Spark configuration Parameters

Fair Scheduler

Pushing Predicate Aggregation to the Source

Cost based and Rules Based Optimization

First, get an understanding of Zetaris Deployment Fundamentals. 

Spark configuration Parameters

Running MPP queries splits the query into multiple stages, which can all run in parallel. Thus each table in a join could be run in its own parallel stream. The proviso in this case is that there are enough nodes in the cluster to run each section / stage in parallel. Spark’s adaptive query optimization is able to dynamically detect skewed partitions and allocate CPU resources to the relevant partition, on the fly.

Tweaking the maximum number of tasks for a shuffle or join can result in improved performance. This is done by adjusting the configuration parameter spark.sql.shuffle.partitions. This is set to 200 by default, but adjusting it to match the number of CPU cores across the cluster has been shown to provide significant performance enhancements.

Tweak the metadata cache TTL [default 1000]. The default setting of 1000 for the spark config parameter spark.sql.metadataCacheTTLSeconds means that cached execution plans are never expired. An alternate setting of 3600 (seconds) will ensure that cached plans are flushed after 1 hour.

FAIR Scheduler

By default, a FIFO scheduler is used, meaning that any incoming queries in the job queue will be executed when there are available CPU resources. This means that for the end user, total elapsed time will include queueing time (which is variable) and could result in lengthy delays in responses.

The graphic above shows how the last job was queued but only executed once the CPU resource was freed up from other previously running jobs.

Using Zetaris FAIR scheduler allows a time-slicing mechanism to increase the number of concurrent jobs.
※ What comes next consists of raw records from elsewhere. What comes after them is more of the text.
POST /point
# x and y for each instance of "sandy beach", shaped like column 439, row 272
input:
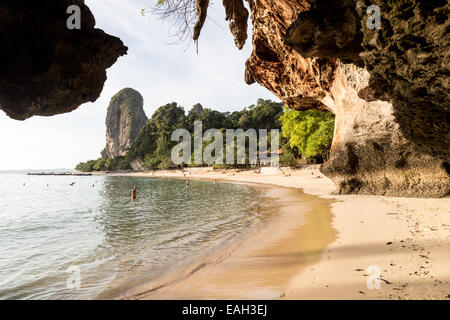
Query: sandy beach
column 323, row 246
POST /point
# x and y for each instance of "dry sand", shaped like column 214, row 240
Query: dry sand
column 406, row 239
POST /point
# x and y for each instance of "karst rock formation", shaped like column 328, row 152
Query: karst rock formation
column 47, row 68
column 124, row 120
column 388, row 87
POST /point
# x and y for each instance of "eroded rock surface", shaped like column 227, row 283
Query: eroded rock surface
column 391, row 100
column 45, row 68
column 124, row 120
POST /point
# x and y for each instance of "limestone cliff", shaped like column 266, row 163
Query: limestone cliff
column 124, row 120
column 391, row 98
column 45, row 68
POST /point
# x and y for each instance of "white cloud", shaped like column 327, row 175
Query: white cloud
column 161, row 72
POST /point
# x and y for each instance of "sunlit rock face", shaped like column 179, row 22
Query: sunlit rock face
column 47, row 69
column 390, row 97
column 124, row 120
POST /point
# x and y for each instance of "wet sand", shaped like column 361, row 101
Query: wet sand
column 406, row 239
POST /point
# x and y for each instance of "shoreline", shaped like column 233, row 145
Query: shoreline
column 406, row 239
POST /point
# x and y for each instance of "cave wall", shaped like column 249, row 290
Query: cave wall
column 45, row 68
column 387, row 87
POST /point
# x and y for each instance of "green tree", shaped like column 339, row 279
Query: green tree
column 310, row 132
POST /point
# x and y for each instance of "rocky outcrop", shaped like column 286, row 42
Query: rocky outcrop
column 47, row 69
column 390, row 99
column 124, row 120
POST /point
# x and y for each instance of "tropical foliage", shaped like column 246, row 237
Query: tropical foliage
column 309, row 132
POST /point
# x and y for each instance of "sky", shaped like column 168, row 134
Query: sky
column 161, row 70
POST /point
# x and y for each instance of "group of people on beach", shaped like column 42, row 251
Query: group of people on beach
column 188, row 183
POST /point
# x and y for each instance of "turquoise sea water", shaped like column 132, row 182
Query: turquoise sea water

The screenshot above shows that the third job had started to execute before the physical completion of the other current jobs in the queue. Queueing time is reduced and overall response / elapsed time is reduced to provide improvised performance for the end user.

With the release of Spark 3.3, the Volcano scheduler will be supported for Kubernetes based implementations. This allows fine-grained resource management leading to improved performance of large-scale data analysis. This will also eliminate node resource deadlock.

Pushing Predicates aggregation to the Source

IF a join compares different data types, type casting is required for the join to succeed. When this type casting is done, the predicates of the join are able to be pushed down to the source.

Aggregation (MIN, MAX, AVG, SUM, COUNT together with GROUP BY) can be pushed down to the source. Spark generally scans all data sources and aggregates by shuffling the data. Zetaris automatically pushes the aggregation to the source (which generally does it a lot faster) and avoids the shuffling operations for aggregation in Spark.

Rules based and cost based optimization

Rules based optimization takes place in Zetaris. A typical example is column pruning. If an inner query contains select * but the outer query has explicitly stated select columnA, columnB, then not all the column are required, therefore resulting in less data needing to be retrieved from source and consequently speeding up the query runtime.

Cost based optimizations relies on statistics and using these statistics (which are stored internally in Zetaris as part of the metastore) the most optimal execution path is chosen that incorporates cardinality, join type and column distribution.